简体   繁体   中英

How to iterate over JSON array to find value with changing keys?

I am trying to extract many values from a JSON array so I am iterating through it to extract the values based on their keys, however one of the keys changes depending on the item and I am getting a KeyError when the loop comes across the different key.

I've tried using try and except to catch this but since I am looping through the entire array it will throw the same exception for the other key this time.

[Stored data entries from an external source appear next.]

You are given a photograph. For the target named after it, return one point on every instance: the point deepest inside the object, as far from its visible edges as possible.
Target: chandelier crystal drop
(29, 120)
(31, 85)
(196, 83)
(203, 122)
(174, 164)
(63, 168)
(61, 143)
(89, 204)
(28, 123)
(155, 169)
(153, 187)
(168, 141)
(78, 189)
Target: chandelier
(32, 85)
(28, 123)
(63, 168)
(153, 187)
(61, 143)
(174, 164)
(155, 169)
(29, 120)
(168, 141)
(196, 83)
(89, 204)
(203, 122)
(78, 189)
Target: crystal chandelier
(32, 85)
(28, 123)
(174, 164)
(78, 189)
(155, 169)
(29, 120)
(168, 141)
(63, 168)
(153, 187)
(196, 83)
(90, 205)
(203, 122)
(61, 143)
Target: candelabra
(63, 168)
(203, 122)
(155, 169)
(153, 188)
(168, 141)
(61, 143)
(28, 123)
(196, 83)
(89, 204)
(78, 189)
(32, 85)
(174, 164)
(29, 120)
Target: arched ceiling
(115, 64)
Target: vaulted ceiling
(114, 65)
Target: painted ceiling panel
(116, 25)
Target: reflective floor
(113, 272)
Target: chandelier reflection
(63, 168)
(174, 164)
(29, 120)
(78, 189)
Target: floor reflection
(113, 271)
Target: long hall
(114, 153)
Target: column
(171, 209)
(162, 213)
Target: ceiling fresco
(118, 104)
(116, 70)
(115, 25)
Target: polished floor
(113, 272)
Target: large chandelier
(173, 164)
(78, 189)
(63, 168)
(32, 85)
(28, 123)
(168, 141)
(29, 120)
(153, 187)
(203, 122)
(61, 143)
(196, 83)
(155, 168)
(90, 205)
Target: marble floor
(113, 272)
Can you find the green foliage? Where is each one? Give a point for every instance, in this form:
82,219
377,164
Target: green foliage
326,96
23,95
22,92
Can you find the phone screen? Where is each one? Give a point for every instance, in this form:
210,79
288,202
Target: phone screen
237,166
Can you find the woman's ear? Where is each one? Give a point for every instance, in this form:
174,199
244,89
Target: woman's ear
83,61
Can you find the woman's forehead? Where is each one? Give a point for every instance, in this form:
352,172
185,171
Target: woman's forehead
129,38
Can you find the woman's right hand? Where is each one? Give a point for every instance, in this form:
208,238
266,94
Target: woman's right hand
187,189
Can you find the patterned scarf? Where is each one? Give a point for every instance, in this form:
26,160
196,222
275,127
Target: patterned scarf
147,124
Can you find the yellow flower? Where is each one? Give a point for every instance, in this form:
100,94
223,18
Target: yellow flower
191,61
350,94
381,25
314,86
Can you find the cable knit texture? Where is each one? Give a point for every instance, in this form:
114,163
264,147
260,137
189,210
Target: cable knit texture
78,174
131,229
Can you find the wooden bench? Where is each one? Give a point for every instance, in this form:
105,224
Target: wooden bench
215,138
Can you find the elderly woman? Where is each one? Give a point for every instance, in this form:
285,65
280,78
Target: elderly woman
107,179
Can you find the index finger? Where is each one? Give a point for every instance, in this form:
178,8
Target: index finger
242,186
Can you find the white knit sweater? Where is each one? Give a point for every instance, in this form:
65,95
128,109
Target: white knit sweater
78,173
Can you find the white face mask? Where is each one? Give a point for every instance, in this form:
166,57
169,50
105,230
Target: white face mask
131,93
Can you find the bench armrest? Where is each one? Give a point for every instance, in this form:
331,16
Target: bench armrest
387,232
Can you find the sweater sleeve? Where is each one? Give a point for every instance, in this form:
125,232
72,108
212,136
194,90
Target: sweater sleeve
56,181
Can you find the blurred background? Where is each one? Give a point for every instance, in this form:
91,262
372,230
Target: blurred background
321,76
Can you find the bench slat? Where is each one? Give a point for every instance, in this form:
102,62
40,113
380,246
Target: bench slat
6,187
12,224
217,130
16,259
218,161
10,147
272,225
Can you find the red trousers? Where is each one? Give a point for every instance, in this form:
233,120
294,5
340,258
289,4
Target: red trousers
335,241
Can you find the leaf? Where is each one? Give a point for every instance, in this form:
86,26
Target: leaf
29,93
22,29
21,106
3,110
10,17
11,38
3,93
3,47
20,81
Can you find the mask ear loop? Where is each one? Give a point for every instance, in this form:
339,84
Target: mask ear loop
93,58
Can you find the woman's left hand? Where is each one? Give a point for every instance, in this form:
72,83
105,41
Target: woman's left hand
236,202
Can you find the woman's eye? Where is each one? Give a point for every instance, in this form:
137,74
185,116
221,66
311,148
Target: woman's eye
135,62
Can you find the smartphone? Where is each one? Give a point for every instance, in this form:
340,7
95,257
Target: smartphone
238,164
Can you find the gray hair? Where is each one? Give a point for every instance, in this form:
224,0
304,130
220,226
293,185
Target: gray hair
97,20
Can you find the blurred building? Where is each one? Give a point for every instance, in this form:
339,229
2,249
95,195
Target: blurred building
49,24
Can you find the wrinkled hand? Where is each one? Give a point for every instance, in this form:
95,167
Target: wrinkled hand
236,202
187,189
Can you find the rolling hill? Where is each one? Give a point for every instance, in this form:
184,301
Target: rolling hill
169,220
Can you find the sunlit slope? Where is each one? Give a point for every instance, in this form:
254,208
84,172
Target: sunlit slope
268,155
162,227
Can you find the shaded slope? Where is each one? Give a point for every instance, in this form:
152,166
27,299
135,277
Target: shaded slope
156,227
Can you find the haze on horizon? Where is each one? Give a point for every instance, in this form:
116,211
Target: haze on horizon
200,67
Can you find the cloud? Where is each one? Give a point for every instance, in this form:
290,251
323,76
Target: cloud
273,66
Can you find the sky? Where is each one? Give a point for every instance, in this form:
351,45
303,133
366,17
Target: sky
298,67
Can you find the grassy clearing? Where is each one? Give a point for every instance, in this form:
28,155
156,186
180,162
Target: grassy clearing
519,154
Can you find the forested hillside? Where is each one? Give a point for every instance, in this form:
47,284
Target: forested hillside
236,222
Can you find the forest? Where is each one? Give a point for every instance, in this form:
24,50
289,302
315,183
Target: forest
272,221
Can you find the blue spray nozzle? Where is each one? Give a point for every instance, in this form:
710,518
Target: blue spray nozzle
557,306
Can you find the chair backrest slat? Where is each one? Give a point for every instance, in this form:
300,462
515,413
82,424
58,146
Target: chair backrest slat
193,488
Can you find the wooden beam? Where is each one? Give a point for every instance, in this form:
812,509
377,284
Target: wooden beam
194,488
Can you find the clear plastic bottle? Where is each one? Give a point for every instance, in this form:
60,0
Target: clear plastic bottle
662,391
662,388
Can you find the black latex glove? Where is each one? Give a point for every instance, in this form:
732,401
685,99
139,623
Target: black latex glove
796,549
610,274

Here is my code to extract the values:

df = []

for item in json_response["items"]:
    df.append({
        'AccountName': item["accountName"],
        'Action': item["action"],
        'Application': item["application"],
        'AppID': item["attributes"]["appId"],
        'AppName': item["attributes"]["AppName"],
        'Errors': item["attributes"]["errors"],
        'ContextID': item["contextid"],
        'Created': item["created"],
        'HostName': item["hostname"],
        'EventID': item["id"],
        'Info': item["info"],
        'ipaddr': item["ipaddr"],
        'EventSource': item["source"],
        'Stack': item["stack"],
        'Target': item["target"],
        'TrackingID': item["trackingId"],
        'Type': item["type"]
        })

Here is an example JSON from a larger array I am extracting from:

{
    "accountName": null,
    "action": "Disable",
    "application": "Application1",
    "attributes": {
        "appId": "7d264050024",
        "AppName": "Application1",
        "errors": [
            "Rule: Rule not found."
        ]
    },
    "contextid": null,
    "created": 1553194821098,
    "hostname": null,
    "id": "ac09ea0082",
    "info": null,
    "ipaddr": null,
    "source": "System1",
    "stack": null,
    "target": "TargetName1.",
    "trackingId": null,
    "type": null
}

This would work but sometimes the "attributes" looks like:

    "attributes": {
        "appId": "7d2451684288",
        "cloudAppName": "Application1",
        "RefreshFailure": true
    }

How can I extract either the "errors" value or the "RefreshFailure" value when iterating over the entire array?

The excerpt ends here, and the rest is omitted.